Amazon is figuring out how to make Alexa’s voice assistant deeply fake the voice of anyone, dead or alive, with just a short recording. The company showcased the feature at its re:Mars conference in Las Vegas on Wednesday, using the emotional trauma from the ongoing pandemic and grief to generate interest.
Amazon’s Re:Mars focuses on artificial intelligence, machine learning, robotics and other emerging technologies, with tech experts and industry leaders taking the stage. During the second day’s keynote, Rohit Prasad, Senior Vice President and Chief Scientist of Alexa AI at Amazon, showed off a feature currently being developed for Alexa.
In the demonstration, a child asks Alexa, “Can Grandma finish reading The Wizard of Oz for me?”Alexa replies, “Okay,”in her typical effeminate robotic voice. But then the voice of the child’s grandmother is heard from the speaker, who is reading a fairy tale by L. Frank Baum.
You can watch a demo below:
Prasad only said that Amazon is “working”on the Alexa capability, and did not elaborate on what work remains and when or if it will be available.
However, he provided the smallest technical details.

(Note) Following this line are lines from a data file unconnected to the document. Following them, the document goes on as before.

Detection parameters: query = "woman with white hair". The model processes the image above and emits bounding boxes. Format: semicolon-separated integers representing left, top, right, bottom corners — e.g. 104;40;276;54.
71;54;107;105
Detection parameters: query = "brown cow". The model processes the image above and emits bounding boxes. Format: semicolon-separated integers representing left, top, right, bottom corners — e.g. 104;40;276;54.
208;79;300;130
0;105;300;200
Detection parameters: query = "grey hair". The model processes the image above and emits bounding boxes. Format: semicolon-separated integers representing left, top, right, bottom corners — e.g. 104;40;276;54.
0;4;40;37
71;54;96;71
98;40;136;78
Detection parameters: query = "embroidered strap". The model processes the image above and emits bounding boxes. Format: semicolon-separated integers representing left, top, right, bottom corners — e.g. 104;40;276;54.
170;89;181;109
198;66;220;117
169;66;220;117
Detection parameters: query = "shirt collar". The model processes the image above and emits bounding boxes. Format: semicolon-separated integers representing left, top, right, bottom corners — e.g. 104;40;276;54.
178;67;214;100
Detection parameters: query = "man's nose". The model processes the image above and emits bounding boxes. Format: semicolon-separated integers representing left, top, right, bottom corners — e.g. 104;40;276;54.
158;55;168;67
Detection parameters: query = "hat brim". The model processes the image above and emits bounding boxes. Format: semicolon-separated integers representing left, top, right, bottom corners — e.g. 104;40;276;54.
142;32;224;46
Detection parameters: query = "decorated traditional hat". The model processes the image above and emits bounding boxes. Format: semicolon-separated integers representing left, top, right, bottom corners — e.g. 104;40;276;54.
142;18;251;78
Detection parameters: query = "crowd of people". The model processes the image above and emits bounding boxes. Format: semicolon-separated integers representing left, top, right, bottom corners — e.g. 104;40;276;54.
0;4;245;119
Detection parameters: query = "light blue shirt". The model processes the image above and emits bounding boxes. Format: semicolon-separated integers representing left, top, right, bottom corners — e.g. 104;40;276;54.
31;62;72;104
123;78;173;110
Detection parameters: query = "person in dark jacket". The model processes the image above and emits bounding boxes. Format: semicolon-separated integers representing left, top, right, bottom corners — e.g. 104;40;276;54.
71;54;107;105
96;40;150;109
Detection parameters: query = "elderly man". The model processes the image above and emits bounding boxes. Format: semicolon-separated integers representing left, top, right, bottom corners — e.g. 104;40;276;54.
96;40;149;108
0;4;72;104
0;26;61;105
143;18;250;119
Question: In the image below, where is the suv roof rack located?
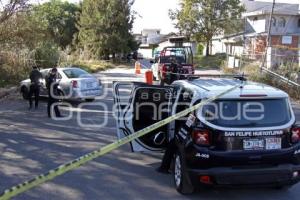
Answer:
[187,74,247,81]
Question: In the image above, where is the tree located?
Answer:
[170,0,244,55]
[33,0,80,49]
[78,0,135,59]
[0,0,29,24]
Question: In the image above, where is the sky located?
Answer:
[133,0,179,34]
[33,0,300,34]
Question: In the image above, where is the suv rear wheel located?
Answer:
[173,152,194,194]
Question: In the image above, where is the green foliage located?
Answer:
[33,0,80,49]
[78,0,136,59]
[34,41,59,68]
[170,0,244,55]
[197,43,204,56]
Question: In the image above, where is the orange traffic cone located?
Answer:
[145,70,153,85]
[135,61,141,74]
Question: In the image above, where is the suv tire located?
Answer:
[173,151,194,194]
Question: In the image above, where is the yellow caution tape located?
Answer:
[0,86,239,200]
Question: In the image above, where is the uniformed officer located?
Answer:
[46,68,61,118]
[28,66,43,109]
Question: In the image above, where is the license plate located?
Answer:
[243,139,265,150]
[266,138,281,150]
[86,83,93,88]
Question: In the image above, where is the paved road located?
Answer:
[0,69,300,200]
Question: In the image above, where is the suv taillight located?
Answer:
[161,65,168,78]
[291,127,300,144]
[72,81,78,88]
[192,130,210,146]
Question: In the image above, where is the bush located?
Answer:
[0,52,31,87]
[34,41,60,68]
[61,60,113,73]
[197,44,204,56]
[195,54,226,69]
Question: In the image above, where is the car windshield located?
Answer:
[201,99,291,128]
[160,56,185,64]
[63,68,91,78]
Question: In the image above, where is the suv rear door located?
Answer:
[113,82,175,152]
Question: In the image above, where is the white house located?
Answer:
[135,29,165,58]
[243,1,300,67]
[212,0,300,67]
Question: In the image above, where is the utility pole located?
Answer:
[260,0,276,71]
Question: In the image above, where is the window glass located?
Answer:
[63,68,91,78]
[201,99,291,127]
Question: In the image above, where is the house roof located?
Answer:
[242,0,300,16]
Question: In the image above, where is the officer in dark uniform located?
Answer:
[46,68,61,118]
[156,138,176,174]
[28,66,43,109]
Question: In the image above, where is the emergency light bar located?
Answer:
[186,74,247,81]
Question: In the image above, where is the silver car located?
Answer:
[20,68,102,101]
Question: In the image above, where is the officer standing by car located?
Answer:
[28,66,43,109]
[46,67,61,118]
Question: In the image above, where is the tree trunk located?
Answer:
[205,41,210,56]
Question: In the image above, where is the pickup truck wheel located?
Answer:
[173,152,194,194]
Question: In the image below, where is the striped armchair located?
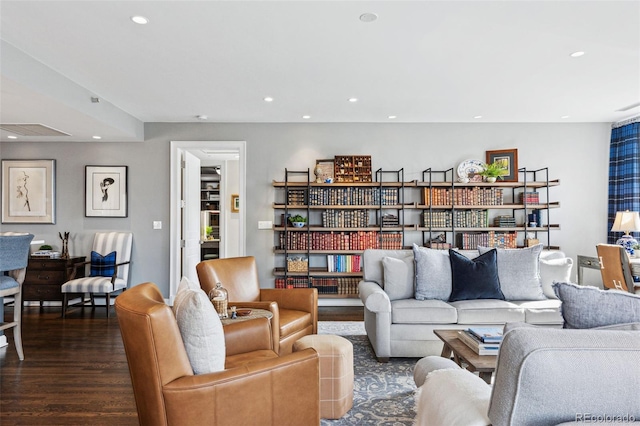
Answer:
[62,232,133,318]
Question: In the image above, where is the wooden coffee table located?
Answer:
[433,330,498,384]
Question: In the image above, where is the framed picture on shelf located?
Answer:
[487,149,518,182]
[2,160,56,223]
[84,166,128,217]
[313,158,335,183]
[231,194,240,213]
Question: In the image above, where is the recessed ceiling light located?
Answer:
[131,16,149,25]
[360,12,378,22]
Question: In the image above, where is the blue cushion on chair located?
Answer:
[91,251,116,277]
[0,272,20,292]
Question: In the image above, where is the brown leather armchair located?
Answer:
[196,256,318,355]
[115,283,320,426]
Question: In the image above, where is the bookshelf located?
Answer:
[273,168,408,298]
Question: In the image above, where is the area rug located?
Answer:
[318,321,418,426]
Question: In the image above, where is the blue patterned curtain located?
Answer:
[607,118,640,244]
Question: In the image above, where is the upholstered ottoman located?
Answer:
[293,334,353,419]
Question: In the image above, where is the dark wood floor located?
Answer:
[0,306,362,426]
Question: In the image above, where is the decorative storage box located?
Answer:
[287,257,309,272]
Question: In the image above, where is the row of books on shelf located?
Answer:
[327,254,362,272]
[422,187,504,206]
[309,187,399,206]
[275,277,360,295]
[457,231,518,250]
[322,210,369,228]
[458,327,502,355]
[422,210,489,228]
[278,231,402,250]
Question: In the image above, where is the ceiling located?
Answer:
[0,0,640,142]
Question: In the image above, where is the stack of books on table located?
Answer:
[458,327,502,355]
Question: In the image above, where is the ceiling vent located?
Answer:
[0,123,71,136]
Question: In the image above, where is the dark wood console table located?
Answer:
[22,256,86,306]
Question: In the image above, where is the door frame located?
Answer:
[169,141,247,303]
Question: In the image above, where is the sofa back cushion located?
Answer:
[449,250,504,302]
[362,249,413,288]
[478,244,546,300]
[553,283,640,328]
[540,257,573,299]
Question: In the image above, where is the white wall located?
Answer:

“It required invention when we had to learn how to reproduce high quality voice in less than a minute of recording compared to hours of recording in the studio,” he said. “We made this possible by framing the problem as a voice conversion problem rather than a speech generation problem.”
Of course, deepfakes of all types generally have a mixed reputation. However, some attempts have been made to use the technology as a tool rather than a vehicle for creepiness.
Audio deepfakes, in particular, as The Verge notes, have been used in the media to make up for when, say, a podcaster messed up a line or when a project’s star died suddenly, as happened with Anthony Bourdain’s Roadrunner documentary.
The publication notes that there are even cases of people using AI to create chatbots that communicate as if they were lost loved ones.
Alexa won’t even be the first consumer product to use deepfake audio to replace a family member who can’t be present in person. Smart speaker Takara Tomy, as Gi z modo points out, uses artificial intelligence to read bedtime stories to children in the voice of a parent. Parents are reported to upload their voices by reading the script for about 15 minutes, so to speak. Though this differs markedly from Amazon’s demo in that the product owner chooses to provide their own vocals rather than the product using the voice of someone who probably can’t give their permission.
Aside from concerns about deepfakes being used for scams, robberies, and other nefarious activities, there are already some disturbing things about how Amazon is building this feature, which doesn’t even have a release date yet.
Before showing the demo, Prasad talked about how Alexa gives users a “camaraderie relationship.”
“In this camaraderie role, the human qualities of empathy and affect are key to building trust,” said the CEO. “These attributes have become even more important during the ongoing pandemic, when many of us have lost someone we love. While the AI cannot eliminate this pain of loss, it can definitely extend their memory.”
Prasad added that the feature “provides a lasting personal relationship.”
It is true that countless people are seriously seeking human “empathy and affect”in response to the emotional stress caused by the COVID-19 pandemic. However, Amazon’s artificial intelligence voice assistant is not up to the task of meeting these human needs. Alexa also cannot provide “long-term personal relationships”with people who are no longer with us.
It’s not hard to believe that there are good intentions behind this evolving feature and that hearing the voice of the person you miss can be a great comfort. Theoretically, we could even have fun with such a feature. Making Alexa make a friend sound like they said something stupid is harmless. And, as we said above, there are other companies using deepfake technology in ways similar to what Amazon demonstrated.
But presenting the evolving ability of Alexa as a way to reconnect with deceased family members is a giant, unrealistic, and problematic leap. Meanwhile, touching the strings of the heart, causing grief and loneliness associated with the pandemic, seems to be futile. There are places Amazon doesn’t belong, and grief counseling is one of them.